Admin and duplication of processes would be one of those things I could do without, even though I see how they happen. The single KPI that is a challenge is meeting EE targets as this does not depend on me, but on the larger community.

Can you tell us a bit about your initial career ambitions when you first left high school? Did you have alternative plans or has this always been the route you knew you’d be in?
I wanted to be a Doctor, however this was not financially viable as I needed to earn and sustain myself. The result of that was that I ended up doing a nursing degree so I would earn while I worked and studied. HR came by chance when one of the Dr’s recommended that I study it since my role as a team leader involved HR related tasks. I resigned the next year after being accepted at Wits Business School.

A great deal of emphasis is placed upon attaining formal qualifications in today’s career market. Can you tell us what your views are? Has a solid education background been an element of advantage in your own career?
Formal training is essential and serves as a foundation to build a career on. It helped me facilitate an understanding of the role requirements and gave me the confidence to execute. In my view it would definitely be an advantage, especially if you are changing a career.

Are you pursuing any studies at the moment and why?
I am currently completing my MBA dissertation and I believe in life-long learning and investment in personal development. I enjoy learning.
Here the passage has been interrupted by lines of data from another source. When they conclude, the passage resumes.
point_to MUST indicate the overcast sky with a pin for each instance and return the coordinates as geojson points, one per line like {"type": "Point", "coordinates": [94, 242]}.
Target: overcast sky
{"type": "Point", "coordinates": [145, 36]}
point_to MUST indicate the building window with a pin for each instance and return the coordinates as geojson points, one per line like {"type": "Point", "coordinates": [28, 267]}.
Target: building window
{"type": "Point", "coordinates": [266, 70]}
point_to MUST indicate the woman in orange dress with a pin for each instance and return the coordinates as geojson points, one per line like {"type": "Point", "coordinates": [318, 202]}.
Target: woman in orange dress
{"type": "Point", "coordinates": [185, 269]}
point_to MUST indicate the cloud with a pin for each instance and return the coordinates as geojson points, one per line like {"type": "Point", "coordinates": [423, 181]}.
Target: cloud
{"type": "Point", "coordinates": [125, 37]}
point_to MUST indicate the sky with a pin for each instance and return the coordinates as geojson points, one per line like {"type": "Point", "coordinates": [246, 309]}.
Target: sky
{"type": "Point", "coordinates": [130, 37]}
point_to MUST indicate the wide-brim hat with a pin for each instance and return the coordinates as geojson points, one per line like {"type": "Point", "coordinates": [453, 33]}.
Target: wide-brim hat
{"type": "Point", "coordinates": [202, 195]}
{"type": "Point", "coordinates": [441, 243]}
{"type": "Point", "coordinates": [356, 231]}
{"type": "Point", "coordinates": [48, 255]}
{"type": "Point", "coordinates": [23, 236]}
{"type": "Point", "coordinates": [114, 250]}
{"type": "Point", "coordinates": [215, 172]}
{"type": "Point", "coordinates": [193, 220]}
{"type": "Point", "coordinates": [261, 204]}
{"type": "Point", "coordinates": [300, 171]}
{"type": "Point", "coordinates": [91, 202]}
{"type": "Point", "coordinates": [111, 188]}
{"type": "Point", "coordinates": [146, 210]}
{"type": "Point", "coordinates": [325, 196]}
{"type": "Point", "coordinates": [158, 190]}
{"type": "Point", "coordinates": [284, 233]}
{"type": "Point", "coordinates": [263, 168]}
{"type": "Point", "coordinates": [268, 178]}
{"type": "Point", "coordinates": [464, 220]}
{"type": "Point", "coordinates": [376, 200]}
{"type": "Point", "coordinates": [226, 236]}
Where are you from originally, born & raised? Where did you grow up and what school did you attend?
I was born and raised in Johannesburg, Eldorado park and attended local schools before attending convents from grade 8.

Who would you credit as a major influence in your career & work at EY? This doesn’t have to be someone from work.

None at EY I’m afraid. Julie Scott, an amazing boss whom I reported to when I joined HR at Discovery Health. She gave me the benefit of the doubt, trusted me to deliver and coached me very well. She was very ethical, professional and very caring about people & employees. She expected high results and was quick to recognize a good effort. She also held people accountable. This was in 1999 and I have never forgotten everything she taught me. I cultivated an ability to lead from her.

What was your first job ever? The first job that earned you a Rand and can you tell us if there are any key lessons you learnt in your first job that you still keep with you today?
I started out as a crèche teacher and that only lasted a month. This helped me realise my passion.